Quite ironic, considering that it is the very markets that now weaken the global economy — the slow-growing mature economies of the West and northeast Asia — that remain the engines of this much-hyped Third World “growth”. The inherent risk in putting the Philippines’ growth eggs in the basket of dependence on all things foreign seems to have escaped the “expert” sensibilities of whoever wrote this report. More likely these risks were simply glossed over. When you are possibly on the payroll of publicists hired by investment banks — or national governments — anything can be made to look rosy, even mere stopgap measures to prop up a hollow consumption-, labour-added-value-, and extraction-based economy.
The Philippines is no more than a consumer market.
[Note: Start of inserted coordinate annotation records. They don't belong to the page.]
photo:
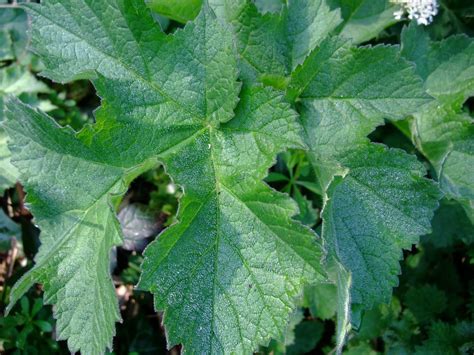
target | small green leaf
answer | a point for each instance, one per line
(178, 10)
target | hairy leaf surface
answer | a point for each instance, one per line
(377, 201)
(227, 274)
(442, 131)
(363, 19)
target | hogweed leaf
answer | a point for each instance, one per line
(376, 200)
(441, 130)
(227, 274)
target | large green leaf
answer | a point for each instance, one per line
(14, 80)
(227, 274)
(442, 131)
(273, 44)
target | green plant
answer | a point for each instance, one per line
(215, 102)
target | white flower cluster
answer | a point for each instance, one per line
(422, 11)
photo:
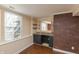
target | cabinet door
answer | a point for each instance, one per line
(37, 39)
(50, 41)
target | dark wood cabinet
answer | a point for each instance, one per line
(37, 39)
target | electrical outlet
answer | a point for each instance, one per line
(72, 47)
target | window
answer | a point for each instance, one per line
(12, 26)
(43, 26)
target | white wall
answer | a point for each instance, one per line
(16, 46)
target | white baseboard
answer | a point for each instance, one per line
(63, 51)
(23, 49)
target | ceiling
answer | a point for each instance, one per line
(39, 10)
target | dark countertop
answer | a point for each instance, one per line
(44, 33)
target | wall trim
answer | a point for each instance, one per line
(70, 11)
(20, 50)
(62, 51)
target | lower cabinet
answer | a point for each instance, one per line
(39, 39)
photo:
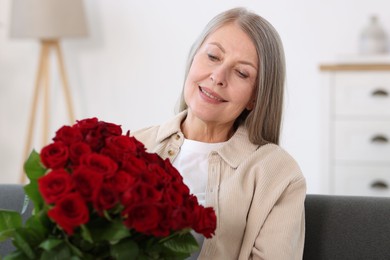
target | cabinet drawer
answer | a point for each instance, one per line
(362, 180)
(362, 141)
(362, 93)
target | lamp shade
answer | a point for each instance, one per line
(47, 19)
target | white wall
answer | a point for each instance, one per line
(130, 69)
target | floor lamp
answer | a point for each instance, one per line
(49, 21)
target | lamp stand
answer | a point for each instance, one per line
(42, 87)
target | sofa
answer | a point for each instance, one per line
(337, 227)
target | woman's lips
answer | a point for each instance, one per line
(209, 93)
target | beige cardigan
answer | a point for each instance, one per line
(257, 192)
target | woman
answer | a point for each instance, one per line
(225, 141)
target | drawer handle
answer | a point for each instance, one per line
(380, 139)
(379, 185)
(380, 93)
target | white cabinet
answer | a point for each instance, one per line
(356, 125)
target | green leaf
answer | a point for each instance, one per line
(50, 243)
(33, 193)
(16, 255)
(61, 252)
(33, 167)
(9, 221)
(182, 243)
(40, 223)
(110, 231)
(125, 249)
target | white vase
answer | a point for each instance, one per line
(373, 39)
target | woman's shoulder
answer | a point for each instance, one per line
(277, 160)
(146, 135)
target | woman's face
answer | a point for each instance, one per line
(221, 80)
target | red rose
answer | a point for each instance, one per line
(70, 212)
(77, 150)
(68, 135)
(205, 221)
(106, 198)
(54, 185)
(55, 155)
(99, 163)
(87, 182)
(143, 217)
(121, 181)
(120, 147)
(134, 166)
(146, 192)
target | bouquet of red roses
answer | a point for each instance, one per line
(98, 194)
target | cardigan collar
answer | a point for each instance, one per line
(237, 148)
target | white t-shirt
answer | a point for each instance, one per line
(192, 164)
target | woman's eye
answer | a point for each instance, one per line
(242, 74)
(212, 57)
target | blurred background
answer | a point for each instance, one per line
(129, 67)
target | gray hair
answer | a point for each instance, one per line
(263, 122)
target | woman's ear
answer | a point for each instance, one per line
(251, 104)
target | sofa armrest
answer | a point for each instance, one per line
(347, 227)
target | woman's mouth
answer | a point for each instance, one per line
(211, 94)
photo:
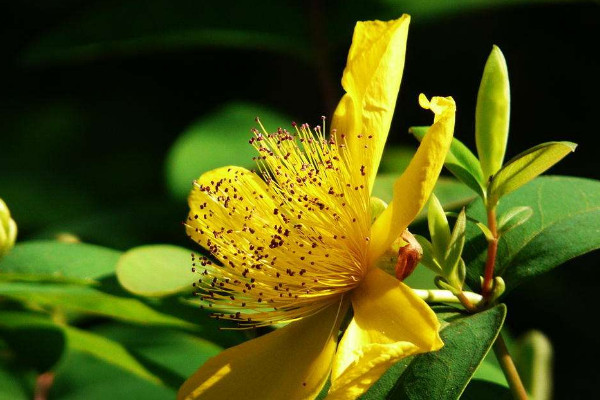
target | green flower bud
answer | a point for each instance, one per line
(8, 230)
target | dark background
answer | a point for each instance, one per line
(94, 93)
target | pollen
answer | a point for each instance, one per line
(286, 240)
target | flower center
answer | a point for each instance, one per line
(285, 246)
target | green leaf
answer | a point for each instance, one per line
(565, 224)
(451, 193)
(481, 389)
(460, 161)
(156, 270)
(534, 360)
(526, 166)
(513, 218)
(11, 389)
(56, 260)
(113, 28)
(217, 140)
(445, 373)
(492, 113)
(107, 350)
(36, 341)
(87, 300)
(171, 355)
(82, 376)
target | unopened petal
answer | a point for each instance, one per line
(371, 80)
(290, 363)
(389, 323)
(414, 186)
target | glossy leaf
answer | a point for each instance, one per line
(56, 260)
(217, 140)
(492, 114)
(82, 376)
(156, 270)
(482, 389)
(10, 387)
(87, 300)
(171, 355)
(451, 193)
(460, 161)
(108, 351)
(534, 359)
(526, 166)
(565, 224)
(443, 374)
(513, 218)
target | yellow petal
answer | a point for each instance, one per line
(371, 80)
(389, 323)
(414, 186)
(290, 363)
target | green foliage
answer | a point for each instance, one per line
(217, 140)
(526, 166)
(534, 360)
(443, 374)
(564, 225)
(492, 114)
(56, 261)
(35, 341)
(156, 270)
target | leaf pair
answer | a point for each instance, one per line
(488, 176)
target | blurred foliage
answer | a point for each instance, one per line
(110, 109)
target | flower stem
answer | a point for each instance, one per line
(491, 254)
(446, 296)
(509, 369)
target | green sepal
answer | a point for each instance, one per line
(454, 251)
(377, 207)
(439, 230)
(526, 166)
(514, 217)
(460, 161)
(492, 113)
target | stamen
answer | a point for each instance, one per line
(288, 244)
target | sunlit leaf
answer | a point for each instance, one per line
(171, 355)
(513, 218)
(443, 374)
(492, 114)
(156, 270)
(526, 166)
(58, 260)
(534, 360)
(85, 299)
(217, 140)
(565, 224)
(82, 376)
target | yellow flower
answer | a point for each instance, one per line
(298, 246)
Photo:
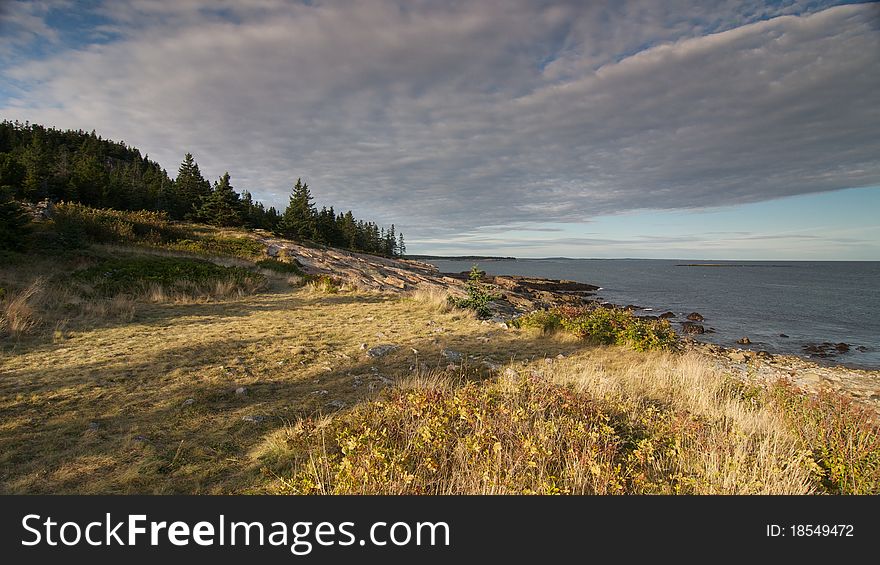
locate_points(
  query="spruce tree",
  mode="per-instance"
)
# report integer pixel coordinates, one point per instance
(190, 186)
(223, 206)
(300, 218)
(14, 222)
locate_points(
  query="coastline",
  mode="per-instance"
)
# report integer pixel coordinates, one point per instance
(520, 294)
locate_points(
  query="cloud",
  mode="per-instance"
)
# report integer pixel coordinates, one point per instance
(444, 117)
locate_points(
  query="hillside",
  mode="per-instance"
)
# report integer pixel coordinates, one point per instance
(180, 358)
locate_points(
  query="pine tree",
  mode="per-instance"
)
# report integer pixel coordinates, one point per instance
(14, 223)
(223, 206)
(299, 219)
(190, 186)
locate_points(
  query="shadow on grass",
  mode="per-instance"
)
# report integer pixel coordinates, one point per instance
(122, 427)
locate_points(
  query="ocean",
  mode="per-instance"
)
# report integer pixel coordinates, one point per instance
(810, 302)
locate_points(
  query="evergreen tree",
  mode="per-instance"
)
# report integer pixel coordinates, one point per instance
(299, 219)
(190, 187)
(36, 169)
(223, 206)
(14, 222)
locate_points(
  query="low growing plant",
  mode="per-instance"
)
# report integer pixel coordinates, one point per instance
(478, 295)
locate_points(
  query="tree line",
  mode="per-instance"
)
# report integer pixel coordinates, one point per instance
(38, 162)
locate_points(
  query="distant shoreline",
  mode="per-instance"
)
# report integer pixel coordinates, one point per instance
(459, 258)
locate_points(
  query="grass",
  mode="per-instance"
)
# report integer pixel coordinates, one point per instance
(604, 326)
(591, 424)
(139, 274)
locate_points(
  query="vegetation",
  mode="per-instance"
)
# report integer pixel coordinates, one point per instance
(219, 246)
(843, 438)
(602, 325)
(139, 273)
(38, 163)
(478, 295)
(292, 267)
(14, 223)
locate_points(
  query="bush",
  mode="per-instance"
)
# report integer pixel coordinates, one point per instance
(324, 284)
(605, 326)
(137, 274)
(243, 247)
(520, 435)
(544, 320)
(843, 438)
(292, 268)
(76, 225)
(478, 297)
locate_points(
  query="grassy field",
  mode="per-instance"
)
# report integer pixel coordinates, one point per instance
(243, 380)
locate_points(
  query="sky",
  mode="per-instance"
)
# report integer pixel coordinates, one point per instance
(681, 129)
Filipinos simply spend their money and spend their days finding ever more creative ways to convince themselves how much they deserve to spend their money on the latest trinket or gadget.
In that kind of a market, what sorts of industries is the Philippines likely to attract under a hypothetical regime of unfettered access to foreign capital of the sort preferred by foreign governments and investment banks? Most likely this: industries that will further grease the pipeline that channels cheap manufactured goods from highly-capitalised economies to the living rooms of increasingly impoverished Filipinos. Filipinos, in turn, will increasingly fund these purchases with the same old labour-intensive solutions — working overseas and working for the factories and retail outlets that manufacture and sell them these trinkets.
Perhaps the Philippines will never be the fountainheads of capital that excellent economic miracles like Japan, Korea, Taiwan, Singapore, Malaysia, and China had become. After all, in the same way that not all people are destined to be rich business owners, not all countries are destined to be on the right side of the capital creation equation. And as such, not all countries that have access to capital (domestic or foreign) will necessarily grow its capital base and transition from an economy dependent on labour deployment for income to one that depends more on capital deployment for income.
[NB: Parts of this article were lifted off the Wikipedia.org article “Next Eleven” and used in accordance with that site’s Creative Commons Attribution-ShareAlike License consistent with the same license applied by Get Real Post to its content.]